In the above example, we create an index from nodes using SummayIndex, we can see the structure of the index via index_struct. So the index is ready to be retrieved, from the beginning until now we created Doc, created Node, created Index is only for the purpose of retrieving information from data, right? To retrieve data in the index, Llama Index supports many different retrieval tools, but the simplest here is to create a query_engine object from index.as_query_engine(), which means we create a question and answer engine from the index. Usage is also very simple, just call the query_engine.query() method with the parameter being the content of the question.

In [None]:
query_engine = index.as_query_engine()
respone = query_engine.query("what is fat cat doing?")
print(respone)

In the above code, we get an error because we have not set the OPEN AI API key so we cannot use query_engine. Now let's add the key to fix the error.

In [18]:
from llama_index.core import Settings
from llama_index.llms.openai import OpenAI
import openai

openai.api_key = "sk-proj-your-openai-api-key"
Settings.llm = OpenAI(model="gpt-4o-mini", temperature=0.2)

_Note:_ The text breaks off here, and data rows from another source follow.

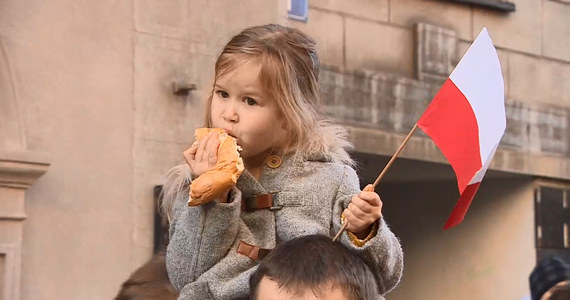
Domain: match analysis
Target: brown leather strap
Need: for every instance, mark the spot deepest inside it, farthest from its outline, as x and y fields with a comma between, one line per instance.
x=259, y=202
x=251, y=251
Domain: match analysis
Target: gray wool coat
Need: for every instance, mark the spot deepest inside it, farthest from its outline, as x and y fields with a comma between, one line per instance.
x=202, y=260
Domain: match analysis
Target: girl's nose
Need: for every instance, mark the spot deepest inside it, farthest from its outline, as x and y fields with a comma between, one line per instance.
x=230, y=114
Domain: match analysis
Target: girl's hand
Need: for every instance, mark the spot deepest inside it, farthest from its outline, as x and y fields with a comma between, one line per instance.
x=362, y=211
x=203, y=156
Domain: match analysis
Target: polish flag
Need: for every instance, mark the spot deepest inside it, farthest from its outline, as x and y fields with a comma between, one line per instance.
x=466, y=119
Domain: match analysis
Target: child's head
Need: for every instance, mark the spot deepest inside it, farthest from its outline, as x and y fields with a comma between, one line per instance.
x=283, y=68
x=313, y=267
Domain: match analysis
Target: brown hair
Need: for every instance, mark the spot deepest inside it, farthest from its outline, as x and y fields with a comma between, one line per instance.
x=315, y=262
x=289, y=75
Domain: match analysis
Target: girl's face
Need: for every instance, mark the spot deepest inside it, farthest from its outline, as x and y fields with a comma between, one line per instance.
x=240, y=106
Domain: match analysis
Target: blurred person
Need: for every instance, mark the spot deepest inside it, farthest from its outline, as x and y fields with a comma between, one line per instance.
x=310, y=268
x=550, y=280
x=149, y=282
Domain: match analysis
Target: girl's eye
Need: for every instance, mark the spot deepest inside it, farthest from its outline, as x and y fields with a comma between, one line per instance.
x=222, y=94
x=250, y=101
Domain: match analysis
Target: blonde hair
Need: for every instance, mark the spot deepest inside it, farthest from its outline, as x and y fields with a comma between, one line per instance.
x=289, y=74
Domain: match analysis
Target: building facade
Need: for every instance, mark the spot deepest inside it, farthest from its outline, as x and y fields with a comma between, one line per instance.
x=99, y=99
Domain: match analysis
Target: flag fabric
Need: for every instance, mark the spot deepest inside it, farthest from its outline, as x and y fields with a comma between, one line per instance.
x=466, y=119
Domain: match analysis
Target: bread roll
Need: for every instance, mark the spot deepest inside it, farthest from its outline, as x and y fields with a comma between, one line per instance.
x=223, y=176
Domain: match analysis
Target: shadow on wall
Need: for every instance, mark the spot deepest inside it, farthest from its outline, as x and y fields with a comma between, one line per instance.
x=150, y=281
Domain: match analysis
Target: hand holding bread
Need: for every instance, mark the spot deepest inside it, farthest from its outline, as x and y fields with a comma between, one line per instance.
x=215, y=164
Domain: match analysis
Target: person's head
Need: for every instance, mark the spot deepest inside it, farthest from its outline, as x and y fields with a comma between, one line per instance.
x=550, y=280
x=312, y=267
x=266, y=93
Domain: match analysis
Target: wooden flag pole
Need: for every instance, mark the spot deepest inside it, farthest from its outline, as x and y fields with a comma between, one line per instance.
x=370, y=188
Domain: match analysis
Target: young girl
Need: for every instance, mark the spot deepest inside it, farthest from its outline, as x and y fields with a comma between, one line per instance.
x=298, y=180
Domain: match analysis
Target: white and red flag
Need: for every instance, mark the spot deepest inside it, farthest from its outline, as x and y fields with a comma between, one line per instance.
x=466, y=119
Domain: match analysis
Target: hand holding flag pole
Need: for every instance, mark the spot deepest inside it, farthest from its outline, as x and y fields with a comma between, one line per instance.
x=466, y=120
x=371, y=187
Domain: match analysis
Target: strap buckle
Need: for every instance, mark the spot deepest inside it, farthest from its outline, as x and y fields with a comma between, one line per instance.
x=262, y=201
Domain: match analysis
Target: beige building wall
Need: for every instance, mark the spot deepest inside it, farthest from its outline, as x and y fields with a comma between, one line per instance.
x=87, y=100
x=91, y=85
x=488, y=256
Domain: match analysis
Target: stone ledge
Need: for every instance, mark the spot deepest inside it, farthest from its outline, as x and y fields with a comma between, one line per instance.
x=20, y=169
x=381, y=108
x=380, y=142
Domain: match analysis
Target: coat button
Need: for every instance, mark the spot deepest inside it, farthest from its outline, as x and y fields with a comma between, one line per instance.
x=274, y=161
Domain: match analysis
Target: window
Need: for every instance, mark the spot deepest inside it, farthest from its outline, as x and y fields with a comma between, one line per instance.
x=160, y=223
x=499, y=5
x=552, y=220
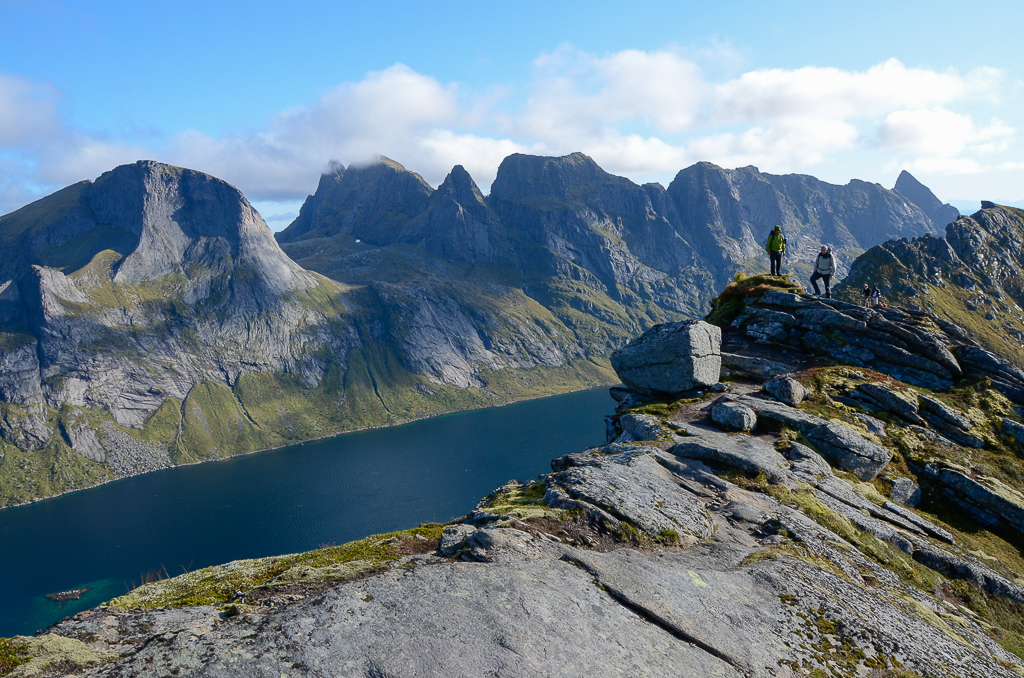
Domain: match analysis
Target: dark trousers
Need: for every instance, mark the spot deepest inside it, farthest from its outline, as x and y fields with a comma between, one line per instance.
x=815, y=277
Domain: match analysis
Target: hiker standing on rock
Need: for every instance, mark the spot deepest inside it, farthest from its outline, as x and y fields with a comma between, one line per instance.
x=824, y=268
x=776, y=248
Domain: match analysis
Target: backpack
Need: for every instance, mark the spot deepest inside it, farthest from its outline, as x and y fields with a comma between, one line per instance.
x=764, y=245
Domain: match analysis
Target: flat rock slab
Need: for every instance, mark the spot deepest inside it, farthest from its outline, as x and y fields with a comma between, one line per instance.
x=758, y=368
x=638, y=428
x=783, y=414
x=535, y=618
x=737, y=451
x=786, y=389
x=750, y=615
x=948, y=414
x=893, y=401
x=850, y=451
x=989, y=494
x=671, y=358
x=733, y=415
x=636, y=488
x=1014, y=428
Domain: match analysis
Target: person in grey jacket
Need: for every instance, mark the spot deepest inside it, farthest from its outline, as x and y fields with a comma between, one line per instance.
x=824, y=268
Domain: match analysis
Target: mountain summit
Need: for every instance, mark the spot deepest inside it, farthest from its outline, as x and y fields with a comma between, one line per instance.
x=150, y=318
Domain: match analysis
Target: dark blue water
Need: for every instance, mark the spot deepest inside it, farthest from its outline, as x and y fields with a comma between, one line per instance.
x=284, y=501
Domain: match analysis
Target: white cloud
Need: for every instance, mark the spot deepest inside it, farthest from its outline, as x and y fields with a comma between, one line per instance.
x=28, y=112
x=939, y=132
x=643, y=114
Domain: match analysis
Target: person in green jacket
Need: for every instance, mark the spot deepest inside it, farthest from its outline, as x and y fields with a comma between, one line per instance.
x=776, y=248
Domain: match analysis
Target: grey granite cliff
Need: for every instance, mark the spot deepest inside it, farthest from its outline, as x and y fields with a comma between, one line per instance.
x=682, y=547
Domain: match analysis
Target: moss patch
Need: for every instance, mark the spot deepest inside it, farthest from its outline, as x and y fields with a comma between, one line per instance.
x=218, y=585
x=747, y=290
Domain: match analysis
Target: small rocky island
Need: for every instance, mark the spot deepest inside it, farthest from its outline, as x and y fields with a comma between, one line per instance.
x=794, y=486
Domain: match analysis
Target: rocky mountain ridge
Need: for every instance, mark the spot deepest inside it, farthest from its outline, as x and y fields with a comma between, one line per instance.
x=804, y=516
x=150, y=318
x=974, y=276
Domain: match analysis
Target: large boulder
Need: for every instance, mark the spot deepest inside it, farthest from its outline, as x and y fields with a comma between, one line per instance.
x=786, y=389
x=853, y=453
x=671, y=358
x=889, y=399
x=733, y=415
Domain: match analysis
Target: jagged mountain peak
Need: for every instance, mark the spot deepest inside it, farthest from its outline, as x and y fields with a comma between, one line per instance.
x=461, y=185
x=371, y=202
x=525, y=177
x=159, y=218
x=915, y=192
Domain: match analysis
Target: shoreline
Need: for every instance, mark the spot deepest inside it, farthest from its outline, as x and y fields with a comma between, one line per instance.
x=294, y=445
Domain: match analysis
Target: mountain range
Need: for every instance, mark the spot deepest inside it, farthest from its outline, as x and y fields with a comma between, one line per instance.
x=973, y=276
x=150, y=318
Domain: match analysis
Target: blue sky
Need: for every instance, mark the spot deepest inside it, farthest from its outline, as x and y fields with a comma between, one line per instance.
x=265, y=94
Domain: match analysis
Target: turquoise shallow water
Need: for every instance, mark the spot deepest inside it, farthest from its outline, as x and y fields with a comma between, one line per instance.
x=276, y=502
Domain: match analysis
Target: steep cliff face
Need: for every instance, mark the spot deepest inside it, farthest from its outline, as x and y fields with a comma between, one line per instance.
x=974, y=276
x=150, y=318
x=372, y=203
x=922, y=196
x=727, y=215
x=650, y=248
x=811, y=516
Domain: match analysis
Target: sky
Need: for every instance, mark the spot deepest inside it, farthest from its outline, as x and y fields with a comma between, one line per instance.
x=266, y=94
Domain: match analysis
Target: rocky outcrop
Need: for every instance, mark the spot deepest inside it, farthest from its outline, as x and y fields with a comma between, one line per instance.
x=639, y=559
x=970, y=277
x=922, y=196
x=678, y=545
x=150, y=318
x=671, y=358
x=786, y=389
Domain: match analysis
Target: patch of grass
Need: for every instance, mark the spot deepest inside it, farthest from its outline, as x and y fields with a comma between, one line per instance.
x=522, y=502
x=11, y=655
x=1005, y=619
x=219, y=585
x=744, y=290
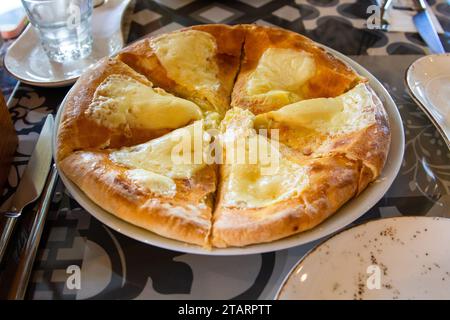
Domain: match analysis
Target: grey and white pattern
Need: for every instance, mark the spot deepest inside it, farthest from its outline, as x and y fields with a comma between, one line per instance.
x=116, y=267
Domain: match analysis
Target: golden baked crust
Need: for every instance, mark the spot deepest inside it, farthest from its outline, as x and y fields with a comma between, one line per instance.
x=185, y=217
x=339, y=167
x=77, y=131
x=333, y=181
x=331, y=78
x=141, y=57
x=368, y=145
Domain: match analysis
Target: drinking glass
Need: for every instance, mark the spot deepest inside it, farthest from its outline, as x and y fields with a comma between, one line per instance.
x=64, y=27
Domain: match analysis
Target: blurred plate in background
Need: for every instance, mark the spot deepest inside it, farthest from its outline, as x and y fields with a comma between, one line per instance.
x=27, y=61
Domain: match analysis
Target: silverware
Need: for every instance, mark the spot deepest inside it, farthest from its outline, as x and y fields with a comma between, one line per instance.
x=27, y=256
x=31, y=184
x=385, y=7
x=426, y=29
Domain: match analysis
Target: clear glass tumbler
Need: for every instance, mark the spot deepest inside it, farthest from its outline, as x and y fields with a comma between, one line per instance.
x=64, y=27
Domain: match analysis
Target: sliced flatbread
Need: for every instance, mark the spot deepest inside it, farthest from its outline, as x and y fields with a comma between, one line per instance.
x=112, y=106
x=353, y=124
x=262, y=201
x=146, y=186
x=198, y=63
x=281, y=67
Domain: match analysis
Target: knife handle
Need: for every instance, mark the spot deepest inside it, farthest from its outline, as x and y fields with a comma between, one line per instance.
x=7, y=223
x=421, y=5
x=28, y=254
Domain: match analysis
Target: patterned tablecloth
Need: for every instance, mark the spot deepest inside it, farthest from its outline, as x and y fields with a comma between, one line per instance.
x=117, y=267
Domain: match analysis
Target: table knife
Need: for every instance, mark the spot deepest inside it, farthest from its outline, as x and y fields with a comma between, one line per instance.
x=31, y=184
x=426, y=29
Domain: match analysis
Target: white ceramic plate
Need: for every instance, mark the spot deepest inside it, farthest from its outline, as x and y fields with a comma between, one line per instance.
x=27, y=61
x=395, y=258
x=428, y=80
x=346, y=215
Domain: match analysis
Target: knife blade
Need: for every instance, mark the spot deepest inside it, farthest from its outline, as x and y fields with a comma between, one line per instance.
x=31, y=184
x=426, y=29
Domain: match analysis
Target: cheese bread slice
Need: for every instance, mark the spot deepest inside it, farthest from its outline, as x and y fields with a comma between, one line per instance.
x=198, y=63
x=164, y=185
x=266, y=194
x=281, y=67
x=112, y=106
x=354, y=124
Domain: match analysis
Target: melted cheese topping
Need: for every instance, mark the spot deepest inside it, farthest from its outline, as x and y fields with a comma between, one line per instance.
x=280, y=74
x=350, y=111
x=261, y=176
x=178, y=155
x=189, y=58
x=153, y=182
x=123, y=103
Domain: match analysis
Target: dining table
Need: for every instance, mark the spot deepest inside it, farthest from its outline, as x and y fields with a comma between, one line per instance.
x=114, y=266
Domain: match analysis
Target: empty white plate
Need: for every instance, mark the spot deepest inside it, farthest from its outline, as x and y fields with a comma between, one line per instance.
x=27, y=61
x=428, y=80
x=395, y=258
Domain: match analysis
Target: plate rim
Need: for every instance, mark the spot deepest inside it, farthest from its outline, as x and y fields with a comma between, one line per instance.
x=280, y=244
x=417, y=100
x=348, y=228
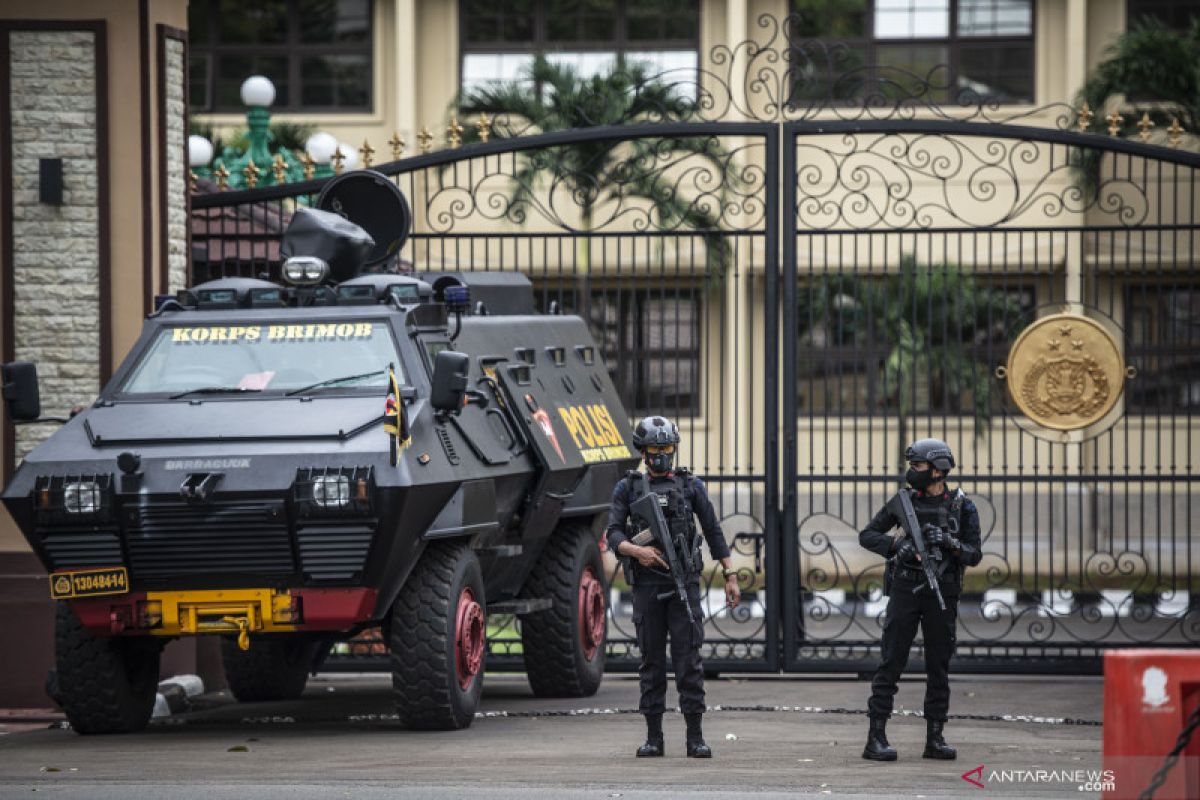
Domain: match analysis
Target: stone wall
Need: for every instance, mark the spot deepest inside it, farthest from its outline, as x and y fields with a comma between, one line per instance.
x=55, y=248
x=177, y=168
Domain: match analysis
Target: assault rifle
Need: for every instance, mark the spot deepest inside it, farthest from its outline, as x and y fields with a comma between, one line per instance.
x=901, y=506
x=648, y=511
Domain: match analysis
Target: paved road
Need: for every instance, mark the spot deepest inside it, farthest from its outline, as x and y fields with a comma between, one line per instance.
x=795, y=739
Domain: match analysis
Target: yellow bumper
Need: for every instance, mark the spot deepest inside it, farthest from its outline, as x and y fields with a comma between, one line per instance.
x=225, y=611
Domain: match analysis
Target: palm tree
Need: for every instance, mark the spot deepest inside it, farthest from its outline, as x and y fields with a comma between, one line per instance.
x=606, y=173
x=1156, y=70
x=931, y=323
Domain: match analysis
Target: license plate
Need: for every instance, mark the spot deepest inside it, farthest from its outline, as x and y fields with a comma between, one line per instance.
x=89, y=583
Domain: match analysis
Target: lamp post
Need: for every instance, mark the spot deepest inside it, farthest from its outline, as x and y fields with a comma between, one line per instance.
x=258, y=94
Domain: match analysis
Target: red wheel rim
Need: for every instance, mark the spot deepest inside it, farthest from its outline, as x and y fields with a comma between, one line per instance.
x=468, y=641
x=592, y=612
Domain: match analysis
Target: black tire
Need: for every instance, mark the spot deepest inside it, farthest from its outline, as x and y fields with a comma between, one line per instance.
x=427, y=681
x=558, y=660
x=106, y=684
x=273, y=669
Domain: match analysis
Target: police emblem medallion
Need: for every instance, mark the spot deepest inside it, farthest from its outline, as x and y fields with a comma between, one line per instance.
x=1065, y=372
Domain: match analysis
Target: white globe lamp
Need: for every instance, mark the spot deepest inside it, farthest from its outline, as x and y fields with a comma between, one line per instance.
x=199, y=151
x=258, y=90
x=321, y=146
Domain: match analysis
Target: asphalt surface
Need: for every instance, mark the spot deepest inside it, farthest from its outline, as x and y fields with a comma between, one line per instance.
x=773, y=738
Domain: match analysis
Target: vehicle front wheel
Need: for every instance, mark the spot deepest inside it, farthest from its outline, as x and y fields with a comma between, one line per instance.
x=564, y=647
x=107, y=684
x=438, y=641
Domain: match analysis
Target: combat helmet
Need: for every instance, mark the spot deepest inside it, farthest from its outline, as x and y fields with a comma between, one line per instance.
x=655, y=431
x=935, y=451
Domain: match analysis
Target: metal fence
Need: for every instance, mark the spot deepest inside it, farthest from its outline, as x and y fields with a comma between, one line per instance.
x=810, y=288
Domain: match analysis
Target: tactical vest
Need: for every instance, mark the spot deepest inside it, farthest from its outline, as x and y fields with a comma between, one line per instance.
x=946, y=516
x=676, y=503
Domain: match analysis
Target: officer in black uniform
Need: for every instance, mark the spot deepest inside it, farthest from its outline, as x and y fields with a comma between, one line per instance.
x=657, y=603
x=951, y=524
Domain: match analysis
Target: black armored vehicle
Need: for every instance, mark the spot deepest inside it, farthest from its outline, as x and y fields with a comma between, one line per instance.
x=285, y=465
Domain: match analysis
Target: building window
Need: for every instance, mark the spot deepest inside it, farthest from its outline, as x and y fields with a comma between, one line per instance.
x=1174, y=13
x=318, y=53
x=971, y=50
x=501, y=37
x=1163, y=342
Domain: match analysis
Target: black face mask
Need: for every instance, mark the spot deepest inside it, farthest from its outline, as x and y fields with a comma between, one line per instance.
x=919, y=480
x=659, y=462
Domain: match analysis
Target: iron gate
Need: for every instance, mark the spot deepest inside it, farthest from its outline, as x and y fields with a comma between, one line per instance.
x=809, y=288
x=915, y=253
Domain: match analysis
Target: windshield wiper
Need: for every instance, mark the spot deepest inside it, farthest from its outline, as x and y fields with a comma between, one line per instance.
x=331, y=382
x=214, y=390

In the code above, we set the api_key from open api, in addition, we set the LLM model that we use as gpt-4o-mini, with temperature as 0.2. Here, temperature has a value from 0 to 2, the higher the value, the more creative and random the answer. When the value is lower or equal to 0, the result will be more fixed, that is, we ask a question many times, the answer is the same. In general, depending on the purpose of use, we will adjust the number appropriately.

In [19]:
query_engine = index.as_query_engine()
respone = query_engine.query("what is fat cat doing?")
print(respone)

The fat cat was lying by the window.